Of course, this kind of calculation is highly debatable. Of course, the ideology—political or ecological, take your pick—that backs this think tank aims to create a buzz with an alarming yet credible announcement. It would be a mistake to dismiss its main teaching with a wave of the hand: endless growth, with unbridled consumption as its corollary, is leading us straight into a wall.

The time has passed for debating among tea cups over whether the climate skeptics—still a vanishing species!—like professor and former minister Claude Allègre, or the experts from the IPCC were right or wrong. The “martyrdom” inflicted by humans on nature is undeniably there, right before our eyes: storms like Katrina and Cynthia, the collapse of insect populations and consequently birds, the omnipresence of pesticides in the air, water, and food, the masses of plastic in the oceans… While most of us are more or less aligned on this alarming observation—except for Donald Trump, of course—there is, however, no consensus on how to care for the ailing earth.

From time to time, some Diafoirus do sign, with great pomp, agreements under gilded ceilings, but countries stop applying them at the first economic hiccup.
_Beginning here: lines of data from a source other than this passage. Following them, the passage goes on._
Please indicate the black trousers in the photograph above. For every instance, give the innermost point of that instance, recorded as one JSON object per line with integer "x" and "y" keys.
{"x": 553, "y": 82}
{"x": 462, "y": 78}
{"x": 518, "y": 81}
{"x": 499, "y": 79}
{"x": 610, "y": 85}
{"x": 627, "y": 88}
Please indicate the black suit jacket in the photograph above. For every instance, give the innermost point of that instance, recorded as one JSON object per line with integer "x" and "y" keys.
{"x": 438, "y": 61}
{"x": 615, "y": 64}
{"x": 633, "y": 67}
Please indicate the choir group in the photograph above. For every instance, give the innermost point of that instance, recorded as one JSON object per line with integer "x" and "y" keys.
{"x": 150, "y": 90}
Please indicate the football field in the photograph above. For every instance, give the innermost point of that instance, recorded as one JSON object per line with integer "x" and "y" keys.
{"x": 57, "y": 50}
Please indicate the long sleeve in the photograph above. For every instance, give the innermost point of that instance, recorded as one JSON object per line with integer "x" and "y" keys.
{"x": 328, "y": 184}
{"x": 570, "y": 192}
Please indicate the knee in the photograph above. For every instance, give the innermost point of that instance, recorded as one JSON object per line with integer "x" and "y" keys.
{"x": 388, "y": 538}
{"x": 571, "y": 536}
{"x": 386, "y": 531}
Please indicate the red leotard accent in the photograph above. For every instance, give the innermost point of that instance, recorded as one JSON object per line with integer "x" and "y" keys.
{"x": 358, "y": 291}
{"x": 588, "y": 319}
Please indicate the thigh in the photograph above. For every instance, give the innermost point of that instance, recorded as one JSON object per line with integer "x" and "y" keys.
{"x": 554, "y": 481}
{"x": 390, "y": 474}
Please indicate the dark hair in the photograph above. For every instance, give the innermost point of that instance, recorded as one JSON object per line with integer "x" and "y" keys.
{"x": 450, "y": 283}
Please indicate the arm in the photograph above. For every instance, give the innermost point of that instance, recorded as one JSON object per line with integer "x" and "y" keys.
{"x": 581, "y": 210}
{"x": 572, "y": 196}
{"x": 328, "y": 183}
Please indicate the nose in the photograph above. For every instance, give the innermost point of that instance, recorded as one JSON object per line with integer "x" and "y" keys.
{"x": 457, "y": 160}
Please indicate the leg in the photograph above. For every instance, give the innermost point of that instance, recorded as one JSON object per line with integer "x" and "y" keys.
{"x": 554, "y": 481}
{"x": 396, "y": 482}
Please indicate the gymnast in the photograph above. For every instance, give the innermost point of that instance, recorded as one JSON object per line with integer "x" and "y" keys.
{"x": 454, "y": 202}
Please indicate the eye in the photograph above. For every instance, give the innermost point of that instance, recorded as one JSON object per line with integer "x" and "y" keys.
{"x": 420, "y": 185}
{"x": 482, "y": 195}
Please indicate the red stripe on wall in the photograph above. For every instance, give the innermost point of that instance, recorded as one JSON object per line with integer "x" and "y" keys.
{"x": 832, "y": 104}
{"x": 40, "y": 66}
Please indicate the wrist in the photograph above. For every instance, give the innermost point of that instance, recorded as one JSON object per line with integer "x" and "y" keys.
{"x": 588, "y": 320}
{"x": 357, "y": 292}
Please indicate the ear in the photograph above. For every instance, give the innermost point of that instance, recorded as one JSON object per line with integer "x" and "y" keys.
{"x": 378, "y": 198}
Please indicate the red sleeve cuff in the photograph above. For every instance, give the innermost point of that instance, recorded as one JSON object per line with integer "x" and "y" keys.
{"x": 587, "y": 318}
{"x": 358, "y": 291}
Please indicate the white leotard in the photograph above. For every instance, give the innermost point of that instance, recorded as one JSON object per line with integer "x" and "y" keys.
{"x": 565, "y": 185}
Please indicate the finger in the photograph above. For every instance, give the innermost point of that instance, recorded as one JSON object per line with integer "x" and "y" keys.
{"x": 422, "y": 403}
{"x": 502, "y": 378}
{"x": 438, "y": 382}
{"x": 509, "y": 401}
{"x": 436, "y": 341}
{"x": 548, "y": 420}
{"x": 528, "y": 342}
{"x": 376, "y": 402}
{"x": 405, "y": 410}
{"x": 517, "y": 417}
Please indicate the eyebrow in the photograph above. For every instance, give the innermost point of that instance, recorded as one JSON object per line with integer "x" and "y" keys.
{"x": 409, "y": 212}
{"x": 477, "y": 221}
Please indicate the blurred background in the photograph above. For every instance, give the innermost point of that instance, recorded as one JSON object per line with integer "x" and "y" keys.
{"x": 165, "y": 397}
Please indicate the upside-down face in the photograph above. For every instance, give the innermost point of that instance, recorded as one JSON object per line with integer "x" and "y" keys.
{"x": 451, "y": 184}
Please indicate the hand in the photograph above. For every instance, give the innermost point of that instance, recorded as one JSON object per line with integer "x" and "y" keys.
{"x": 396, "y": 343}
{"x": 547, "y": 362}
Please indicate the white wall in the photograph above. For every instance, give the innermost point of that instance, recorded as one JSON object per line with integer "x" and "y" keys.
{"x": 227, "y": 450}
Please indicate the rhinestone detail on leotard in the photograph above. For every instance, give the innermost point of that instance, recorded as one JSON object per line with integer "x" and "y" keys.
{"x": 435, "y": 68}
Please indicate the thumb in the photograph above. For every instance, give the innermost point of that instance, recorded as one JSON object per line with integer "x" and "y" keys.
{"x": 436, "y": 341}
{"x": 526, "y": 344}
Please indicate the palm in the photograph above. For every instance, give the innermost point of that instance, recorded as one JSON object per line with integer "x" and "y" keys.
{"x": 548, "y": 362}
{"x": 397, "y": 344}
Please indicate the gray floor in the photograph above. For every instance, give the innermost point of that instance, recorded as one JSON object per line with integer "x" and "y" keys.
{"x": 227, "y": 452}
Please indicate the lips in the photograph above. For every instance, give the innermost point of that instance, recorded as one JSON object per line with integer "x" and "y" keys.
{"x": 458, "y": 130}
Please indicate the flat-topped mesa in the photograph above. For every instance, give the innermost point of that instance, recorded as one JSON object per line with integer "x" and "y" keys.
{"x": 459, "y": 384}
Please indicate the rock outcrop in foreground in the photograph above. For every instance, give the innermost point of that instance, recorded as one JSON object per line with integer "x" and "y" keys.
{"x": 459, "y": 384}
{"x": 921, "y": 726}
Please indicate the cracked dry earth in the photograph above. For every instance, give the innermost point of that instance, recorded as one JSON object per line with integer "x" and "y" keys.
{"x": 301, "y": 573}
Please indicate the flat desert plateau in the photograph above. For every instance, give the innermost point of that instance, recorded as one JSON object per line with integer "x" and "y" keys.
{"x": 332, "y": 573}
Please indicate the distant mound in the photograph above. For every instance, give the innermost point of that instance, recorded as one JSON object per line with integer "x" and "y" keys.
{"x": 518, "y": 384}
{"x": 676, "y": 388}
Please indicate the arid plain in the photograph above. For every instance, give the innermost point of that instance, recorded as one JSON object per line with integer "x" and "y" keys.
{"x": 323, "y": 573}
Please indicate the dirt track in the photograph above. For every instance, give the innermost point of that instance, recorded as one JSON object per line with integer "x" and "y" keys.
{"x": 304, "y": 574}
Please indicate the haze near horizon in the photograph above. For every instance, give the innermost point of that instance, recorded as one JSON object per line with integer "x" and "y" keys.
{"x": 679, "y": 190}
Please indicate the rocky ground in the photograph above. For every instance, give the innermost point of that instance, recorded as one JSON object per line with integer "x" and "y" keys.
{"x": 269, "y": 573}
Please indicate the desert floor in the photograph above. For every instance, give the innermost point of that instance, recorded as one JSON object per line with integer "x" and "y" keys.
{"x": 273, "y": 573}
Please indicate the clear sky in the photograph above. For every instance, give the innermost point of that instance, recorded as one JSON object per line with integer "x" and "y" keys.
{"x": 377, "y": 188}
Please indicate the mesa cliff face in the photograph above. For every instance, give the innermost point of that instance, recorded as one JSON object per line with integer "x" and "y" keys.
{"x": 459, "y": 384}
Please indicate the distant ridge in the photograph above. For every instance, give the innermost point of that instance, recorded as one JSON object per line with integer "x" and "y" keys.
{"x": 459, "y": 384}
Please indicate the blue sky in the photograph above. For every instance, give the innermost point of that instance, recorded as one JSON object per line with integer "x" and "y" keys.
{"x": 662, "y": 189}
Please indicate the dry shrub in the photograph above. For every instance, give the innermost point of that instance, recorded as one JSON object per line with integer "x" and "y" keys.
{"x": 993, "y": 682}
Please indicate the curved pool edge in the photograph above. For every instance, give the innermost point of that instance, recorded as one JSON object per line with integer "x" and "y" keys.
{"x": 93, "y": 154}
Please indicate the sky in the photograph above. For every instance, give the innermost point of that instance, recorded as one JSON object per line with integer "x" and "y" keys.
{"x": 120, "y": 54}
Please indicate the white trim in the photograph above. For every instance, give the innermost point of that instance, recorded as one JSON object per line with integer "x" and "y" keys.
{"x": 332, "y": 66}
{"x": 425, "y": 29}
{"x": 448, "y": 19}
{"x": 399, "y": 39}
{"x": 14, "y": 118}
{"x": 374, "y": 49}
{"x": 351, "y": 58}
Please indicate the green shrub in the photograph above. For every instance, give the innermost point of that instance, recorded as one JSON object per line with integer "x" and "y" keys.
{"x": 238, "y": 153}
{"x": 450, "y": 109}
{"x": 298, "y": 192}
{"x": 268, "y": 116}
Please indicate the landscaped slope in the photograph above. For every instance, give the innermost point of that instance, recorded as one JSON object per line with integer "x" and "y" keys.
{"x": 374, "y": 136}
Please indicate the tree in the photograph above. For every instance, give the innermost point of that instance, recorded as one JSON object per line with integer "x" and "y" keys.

France alone will not resolve the global ecological crisis, but it cannot settle for just eloquent speeches. There are tangible actions that can be taken here and now: a true energy transition with the construction of low-energy buildings and the insulation of older homes, an ambitious transportation policy, and the promotion of renewable energies…

For it is nonetheless paradoxical that in our sun-drenched and wind-swept Southeast, we are so behind on solar and wind energy (a dirty word for some). Regulatory complexity means we lag behind on these topics in Europe, far from the forefront of the most “virtuous” countries.